I think that’s relevant to this, anyway…I’m pretty sure this is. Note especially Koko amd Washoe.

I find that even if we set aside emotional or moral arguments, there are still compelling reasons not to exterminate species willy-nilly. One such argument that I’ve been pondering today is that each species represents a unique solution to a problem, be it a mechanical, biological, or other. As such, even if we proceed from a selfish perspective, there is a great deal to be learned that can be directly applied to our own species. How do sharks remain virtually cancer-free? How do vultures survive without major illness from eating rancid meat? And so on. If we were to drive all the great apes to extinction, we would lose out on an opportunity to glean information about our own origins.

Every species which goes extinct represents, if nothing else, information lost to us forever.

DF: But that is still an argument based on the value of a species to humans, which is what several of us have put forth already. Am I missing something?

Yes, but it also assumes that all species can have potential value, not just those which obviously do. As such, I don’t think it is as clear-cut which ones we can “safely” get rid of, even assuming a purely selfish motive (granted, I do not agree with the “only keep 'em around if they’re useful” argument; I put it out there for those who do ascribe to the more selfish philosophy as yet another reason to keep 'em around).

I think it can also be said that there are things that other animals can learn from each other (and as such the element of “but only if it’s useful to us” need not be introduced), so to speak.

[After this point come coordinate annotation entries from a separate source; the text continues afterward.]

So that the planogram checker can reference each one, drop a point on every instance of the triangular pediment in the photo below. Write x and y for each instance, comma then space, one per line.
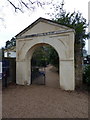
42, 25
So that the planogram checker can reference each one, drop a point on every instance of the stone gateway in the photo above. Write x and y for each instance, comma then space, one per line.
42, 32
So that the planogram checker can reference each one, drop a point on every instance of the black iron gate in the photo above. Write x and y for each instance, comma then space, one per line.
8, 71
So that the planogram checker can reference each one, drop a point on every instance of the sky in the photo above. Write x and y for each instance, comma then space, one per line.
13, 22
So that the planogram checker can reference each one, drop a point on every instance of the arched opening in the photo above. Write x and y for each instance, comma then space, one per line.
45, 66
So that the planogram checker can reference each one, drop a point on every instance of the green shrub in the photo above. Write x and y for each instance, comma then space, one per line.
86, 75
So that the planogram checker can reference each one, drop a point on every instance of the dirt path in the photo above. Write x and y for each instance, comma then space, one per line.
44, 101
37, 101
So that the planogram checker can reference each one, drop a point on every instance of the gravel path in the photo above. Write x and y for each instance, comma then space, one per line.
37, 101
43, 101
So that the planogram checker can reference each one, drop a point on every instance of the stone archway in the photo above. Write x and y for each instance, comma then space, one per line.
61, 38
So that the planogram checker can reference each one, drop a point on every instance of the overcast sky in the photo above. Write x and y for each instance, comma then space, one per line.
15, 22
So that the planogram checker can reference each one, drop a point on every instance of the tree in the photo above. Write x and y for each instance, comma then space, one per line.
10, 43
76, 21
19, 5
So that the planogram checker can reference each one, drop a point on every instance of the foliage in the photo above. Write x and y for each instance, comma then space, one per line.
86, 75
10, 43
78, 23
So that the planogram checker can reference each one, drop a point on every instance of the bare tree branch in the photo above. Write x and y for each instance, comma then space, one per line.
16, 8
21, 4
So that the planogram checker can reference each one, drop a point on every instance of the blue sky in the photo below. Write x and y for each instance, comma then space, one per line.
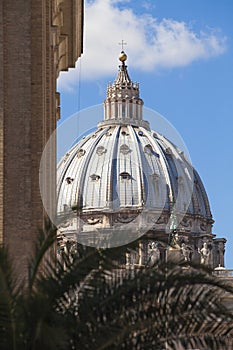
181, 53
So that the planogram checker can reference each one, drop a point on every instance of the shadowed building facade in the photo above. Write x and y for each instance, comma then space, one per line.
38, 39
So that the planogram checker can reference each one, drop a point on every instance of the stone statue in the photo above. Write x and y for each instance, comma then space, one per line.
153, 254
205, 253
186, 252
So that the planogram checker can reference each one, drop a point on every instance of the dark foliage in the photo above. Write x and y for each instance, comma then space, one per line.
86, 302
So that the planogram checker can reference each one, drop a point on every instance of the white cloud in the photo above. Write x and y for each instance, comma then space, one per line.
151, 44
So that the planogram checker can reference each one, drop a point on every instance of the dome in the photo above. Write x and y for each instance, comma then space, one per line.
124, 173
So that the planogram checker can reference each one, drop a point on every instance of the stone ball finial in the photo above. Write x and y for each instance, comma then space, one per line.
122, 56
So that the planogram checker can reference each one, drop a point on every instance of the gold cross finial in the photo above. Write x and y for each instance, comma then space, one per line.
122, 44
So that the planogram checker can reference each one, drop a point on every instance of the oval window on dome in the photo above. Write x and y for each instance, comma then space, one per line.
148, 149
69, 180
80, 153
125, 176
101, 150
94, 177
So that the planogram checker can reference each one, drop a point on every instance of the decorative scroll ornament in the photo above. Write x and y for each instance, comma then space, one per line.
125, 218
124, 149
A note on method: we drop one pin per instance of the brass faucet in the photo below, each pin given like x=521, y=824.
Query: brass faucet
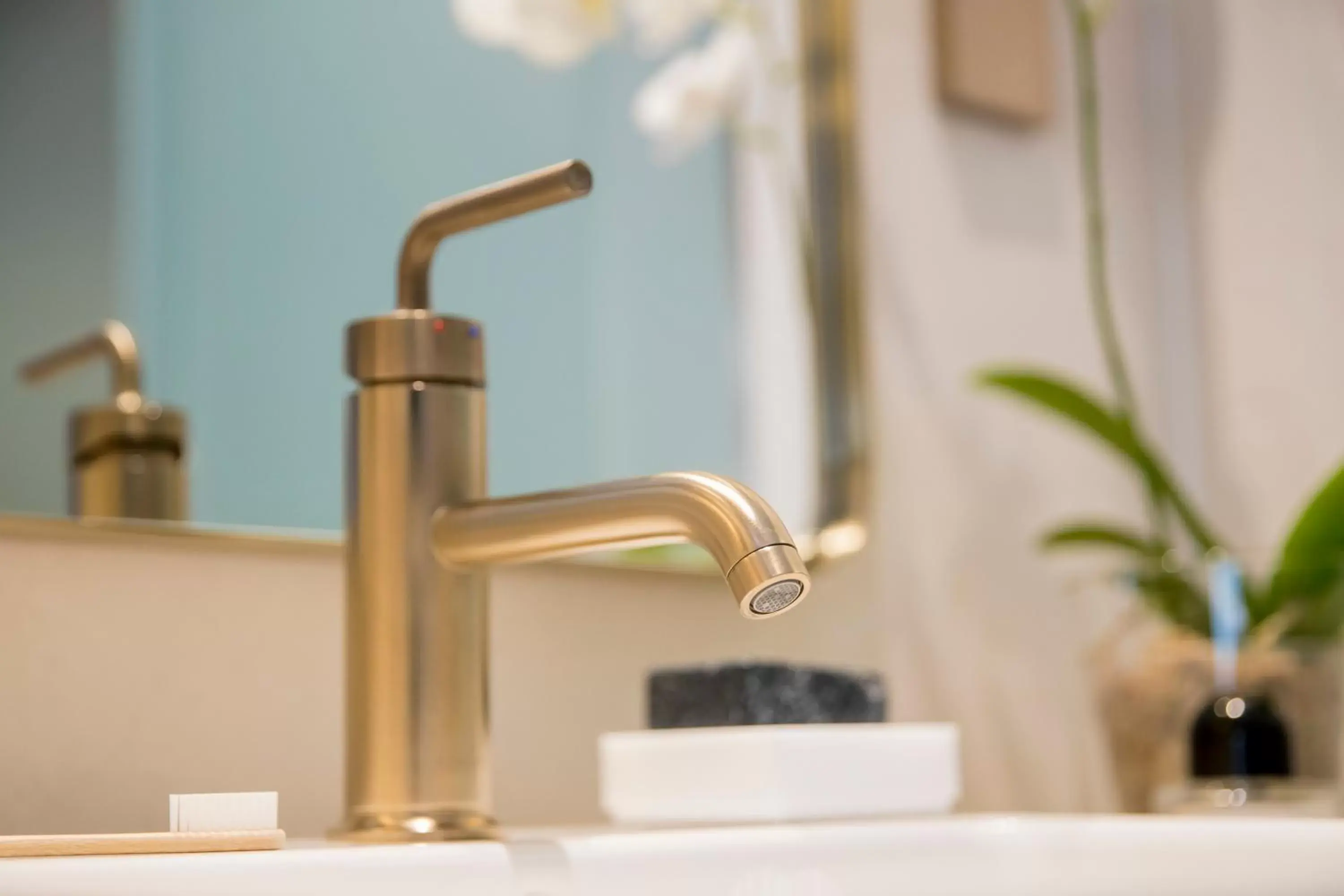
x=125, y=457
x=421, y=534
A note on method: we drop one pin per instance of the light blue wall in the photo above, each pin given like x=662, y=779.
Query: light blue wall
x=273, y=154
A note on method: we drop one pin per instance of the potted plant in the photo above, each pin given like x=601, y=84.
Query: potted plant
x=1295, y=609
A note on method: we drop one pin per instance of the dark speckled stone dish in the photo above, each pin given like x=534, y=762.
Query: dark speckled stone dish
x=762, y=694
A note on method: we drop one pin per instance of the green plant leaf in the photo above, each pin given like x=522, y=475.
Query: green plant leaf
x=1175, y=597
x=1060, y=397
x=1311, y=564
x=1092, y=534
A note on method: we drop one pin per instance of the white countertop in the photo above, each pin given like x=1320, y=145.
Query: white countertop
x=980, y=855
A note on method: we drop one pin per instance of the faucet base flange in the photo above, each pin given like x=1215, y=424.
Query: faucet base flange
x=416, y=827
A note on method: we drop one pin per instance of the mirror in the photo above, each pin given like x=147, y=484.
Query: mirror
x=232, y=182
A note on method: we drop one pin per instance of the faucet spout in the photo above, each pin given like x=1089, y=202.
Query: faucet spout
x=741, y=531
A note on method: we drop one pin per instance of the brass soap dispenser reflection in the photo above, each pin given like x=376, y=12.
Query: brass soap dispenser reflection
x=125, y=457
x=421, y=534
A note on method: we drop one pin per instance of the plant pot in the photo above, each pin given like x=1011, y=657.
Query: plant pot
x=1151, y=679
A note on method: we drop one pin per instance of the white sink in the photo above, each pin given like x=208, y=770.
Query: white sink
x=969, y=855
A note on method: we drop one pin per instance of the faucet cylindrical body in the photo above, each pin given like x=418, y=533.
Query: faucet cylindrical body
x=125, y=457
x=417, y=759
x=128, y=465
x=421, y=532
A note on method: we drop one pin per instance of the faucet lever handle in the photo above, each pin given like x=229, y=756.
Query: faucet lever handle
x=115, y=342
x=476, y=209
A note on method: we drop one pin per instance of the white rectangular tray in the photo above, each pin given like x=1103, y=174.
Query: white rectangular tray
x=779, y=773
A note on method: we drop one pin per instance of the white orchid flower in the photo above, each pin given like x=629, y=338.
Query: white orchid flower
x=547, y=33
x=691, y=97
x=662, y=25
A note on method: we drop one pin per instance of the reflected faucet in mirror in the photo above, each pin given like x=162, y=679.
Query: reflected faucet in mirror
x=421, y=535
x=125, y=458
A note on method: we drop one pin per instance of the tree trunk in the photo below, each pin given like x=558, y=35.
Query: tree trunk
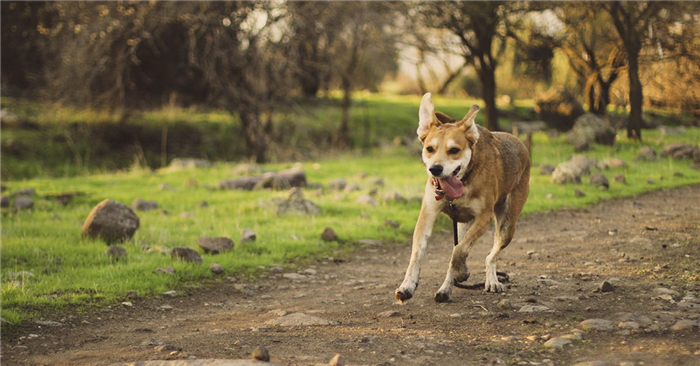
x=634, y=127
x=487, y=76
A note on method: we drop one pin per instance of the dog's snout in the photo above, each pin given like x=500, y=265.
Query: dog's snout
x=436, y=170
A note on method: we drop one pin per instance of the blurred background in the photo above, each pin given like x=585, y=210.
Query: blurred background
x=93, y=86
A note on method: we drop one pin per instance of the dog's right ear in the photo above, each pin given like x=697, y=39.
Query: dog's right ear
x=426, y=116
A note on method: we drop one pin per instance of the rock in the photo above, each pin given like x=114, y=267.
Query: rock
x=394, y=197
x=299, y=319
x=683, y=325
x=392, y=223
x=588, y=129
x=599, y=180
x=606, y=286
x=187, y=163
x=367, y=200
x=168, y=271
x=558, y=108
x=329, y=235
x=646, y=154
x=215, y=245
x=597, y=324
x=557, y=342
x=260, y=353
x=216, y=268
x=337, y=360
x=186, y=254
x=534, y=309
x=143, y=205
x=546, y=169
x=24, y=203
x=248, y=236
x=111, y=221
x=116, y=252
x=337, y=184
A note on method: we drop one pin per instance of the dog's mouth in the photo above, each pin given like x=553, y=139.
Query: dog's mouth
x=450, y=185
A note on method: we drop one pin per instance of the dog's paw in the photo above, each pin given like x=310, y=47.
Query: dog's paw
x=402, y=295
x=442, y=297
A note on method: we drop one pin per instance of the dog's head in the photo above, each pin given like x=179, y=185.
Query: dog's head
x=447, y=145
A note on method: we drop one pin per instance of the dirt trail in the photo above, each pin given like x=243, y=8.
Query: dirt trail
x=638, y=244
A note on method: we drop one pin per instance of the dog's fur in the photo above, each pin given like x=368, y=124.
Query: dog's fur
x=494, y=168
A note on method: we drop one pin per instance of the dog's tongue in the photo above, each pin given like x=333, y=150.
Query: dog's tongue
x=452, y=186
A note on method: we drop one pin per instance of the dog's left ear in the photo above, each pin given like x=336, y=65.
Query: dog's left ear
x=468, y=125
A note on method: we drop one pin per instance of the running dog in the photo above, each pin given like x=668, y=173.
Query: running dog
x=474, y=176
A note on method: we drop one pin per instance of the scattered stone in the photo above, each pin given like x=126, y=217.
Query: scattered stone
x=248, y=236
x=337, y=184
x=143, y=205
x=597, y=324
x=299, y=319
x=646, y=154
x=388, y=314
x=590, y=128
x=24, y=203
x=116, y=252
x=329, y=235
x=216, y=268
x=606, y=287
x=557, y=342
x=546, y=169
x=337, y=360
x=215, y=245
x=186, y=254
x=367, y=200
x=168, y=271
x=392, y=223
x=260, y=353
x=683, y=325
x=111, y=221
x=600, y=181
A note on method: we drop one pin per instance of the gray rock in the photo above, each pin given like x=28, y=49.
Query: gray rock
x=248, y=236
x=24, y=203
x=557, y=342
x=588, y=129
x=260, y=353
x=646, y=154
x=329, y=234
x=597, y=324
x=299, y=319
x=116, y=252
x=186, y=254
x=215, y=245
x=143, y=205
x=216, y=268
x=111, y=221
x=546, y=169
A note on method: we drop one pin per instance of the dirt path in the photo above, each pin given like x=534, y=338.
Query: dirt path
x=639, y=245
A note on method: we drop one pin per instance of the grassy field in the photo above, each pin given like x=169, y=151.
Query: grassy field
x=66, y=270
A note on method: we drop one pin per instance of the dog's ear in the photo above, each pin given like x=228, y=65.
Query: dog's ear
x=426, y=116
x=468, y=125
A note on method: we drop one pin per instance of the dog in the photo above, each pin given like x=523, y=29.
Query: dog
x=474, y=177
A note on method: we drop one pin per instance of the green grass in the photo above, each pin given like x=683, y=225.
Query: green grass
x=70, y=271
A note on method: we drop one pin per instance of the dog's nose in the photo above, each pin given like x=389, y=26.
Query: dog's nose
x=436, y=170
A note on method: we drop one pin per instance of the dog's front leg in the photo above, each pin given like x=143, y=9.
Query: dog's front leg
x=424, y=228
x=458, y=271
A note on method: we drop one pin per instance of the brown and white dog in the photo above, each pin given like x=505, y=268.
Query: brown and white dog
x=485, y=175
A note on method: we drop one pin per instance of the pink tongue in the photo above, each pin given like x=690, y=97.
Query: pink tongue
x=452, y=186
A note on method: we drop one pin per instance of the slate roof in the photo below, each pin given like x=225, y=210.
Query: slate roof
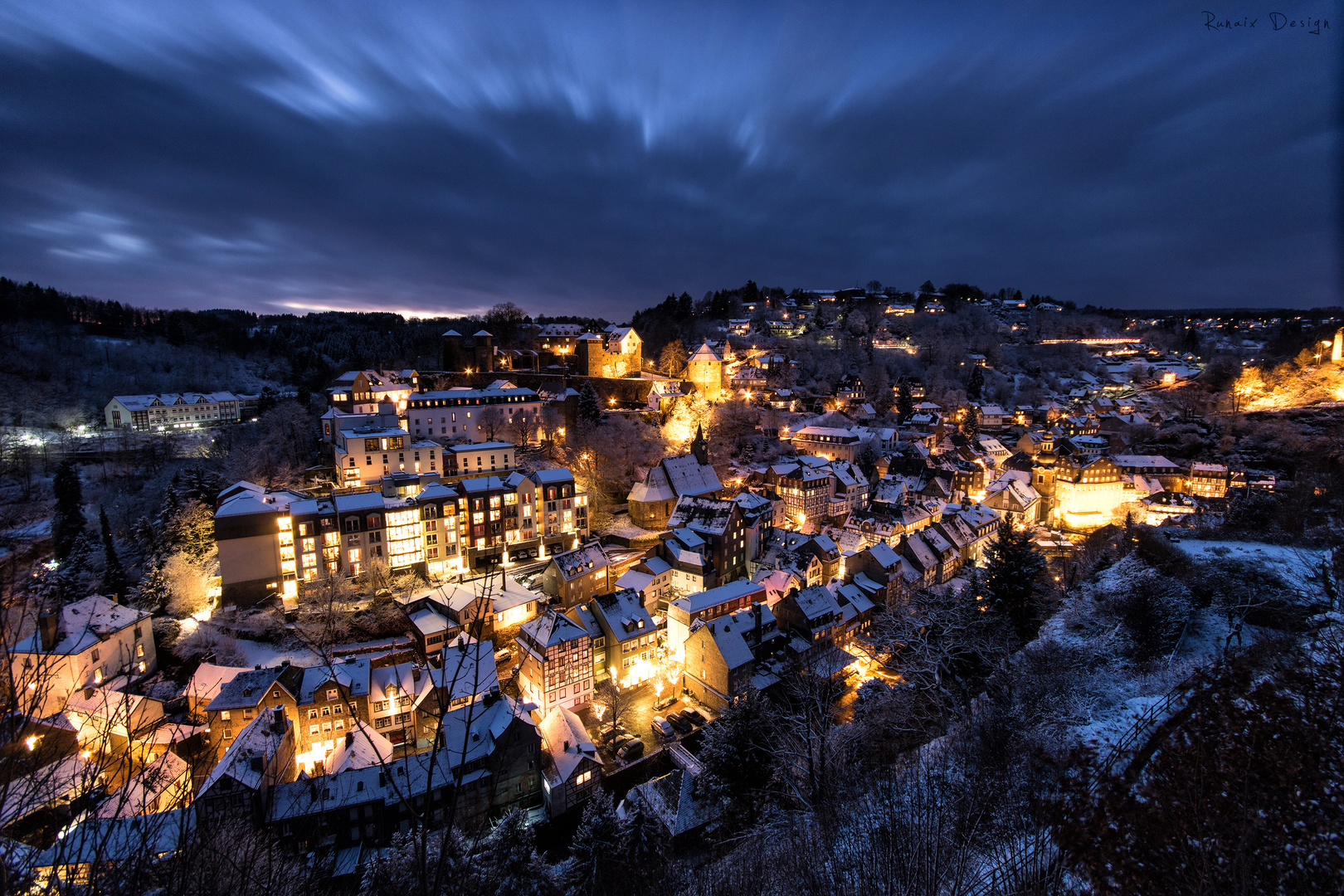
x=672, y=800
x=359, y=748
x=84, y=624
x=689, y=477
x=351, y=674
x=565, y=743
x=260, y=738
x=580, y=562
x=707, y=516
x=477, y=728
x=553, y=627
x=714, y=597
x=817, y=601
x=247, y=688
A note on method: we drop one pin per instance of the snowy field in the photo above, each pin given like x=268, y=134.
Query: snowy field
x=1296, y=566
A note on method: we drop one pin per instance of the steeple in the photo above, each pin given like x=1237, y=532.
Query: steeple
x=700, y=448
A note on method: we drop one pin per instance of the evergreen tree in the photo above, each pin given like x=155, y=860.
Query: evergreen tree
x=641, y=848
x=737, y=755
x=113, y=574
x=672, y=360
x=1011, y=578
x=971, y=423
x=976, y=386
x=590, y=407
x=509, y=864
x=905, y=401
x=593, y=867
x=69, y=523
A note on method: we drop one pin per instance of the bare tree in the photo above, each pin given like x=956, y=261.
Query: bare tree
x=491, y=422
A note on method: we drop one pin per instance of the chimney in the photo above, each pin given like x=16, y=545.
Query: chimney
x=49, y=624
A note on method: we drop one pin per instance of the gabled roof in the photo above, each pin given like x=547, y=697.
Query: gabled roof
x=707, y=516
x=565, y=743
x=553, y=627
x=582, y=561
x=362, y=747
x=249, y=688
x=704, y=599
x=817, y=601
x=353, y=674
x=260, y=739
x=689, y=477
x=84, y=624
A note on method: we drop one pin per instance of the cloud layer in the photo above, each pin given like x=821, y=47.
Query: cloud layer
x=593, y=158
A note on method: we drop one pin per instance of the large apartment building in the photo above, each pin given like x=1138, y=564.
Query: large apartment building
x=364, y=455
x=363, y=391
x=557, y=663
x=477, y=416
x=269, y=540
x=173, y=411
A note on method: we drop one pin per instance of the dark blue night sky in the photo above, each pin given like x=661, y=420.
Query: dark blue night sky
x=593, y=158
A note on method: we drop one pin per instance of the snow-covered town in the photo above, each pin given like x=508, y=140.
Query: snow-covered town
x=559, y=578
x=592, y=448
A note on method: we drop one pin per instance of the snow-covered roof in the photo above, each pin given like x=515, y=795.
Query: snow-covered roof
x=707, y=516
x=553, y=627
x=704, y=599
x=208, y=679
x=689, y=477
x=566, y=743
x=260, y=739
x=362, y=747
x=84, y=624
x=167, y=772
x=582, y=561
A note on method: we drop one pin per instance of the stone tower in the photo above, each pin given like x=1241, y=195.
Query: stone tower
x=700, y=446
x=704, y=371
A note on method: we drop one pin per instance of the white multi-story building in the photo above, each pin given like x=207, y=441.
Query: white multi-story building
x=557, y=663
x=363, y=455
x=173, y=411
x=81, y=645
x=270, y=540
x=476, y=416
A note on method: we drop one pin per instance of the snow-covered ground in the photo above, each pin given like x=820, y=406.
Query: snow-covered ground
x=1294, y=566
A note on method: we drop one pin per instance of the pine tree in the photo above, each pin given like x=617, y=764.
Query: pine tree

The recent posts in Ben’s “Creationist Challenge” thread re: the evolution of the eye seems to be one.

As soon as we can , the DNA of all these endangered species should be recorded; this will be a huge task, but the next few centuries will almost certainly be marked by incresaed human pressure on the environment.
This is inevitable and unstoppable- there is no point saying humanity is a bad thing and should be eradicated by retroactive birth control…

I have every confidence that we will be able to produce stable environments to support the creatures that survive this current diversity bottleneck, and allow the ones which will only exist as saved DNA to become viable once again.

Resources -
everyone considers material resources to be limited on this world- ok, so where are they going? A few atoms escape at the top of the atmosphere; the rest are all still here, waiting for us to use them.
The Sun gives us enough energy to allow us to arrange those elements as we require- a thousand times more energy than we currently use, and more if we go off planet.
The resource that is disappearing is the information contained in the DNA of the endangered species- lose that and no amount of imported energy will get it back.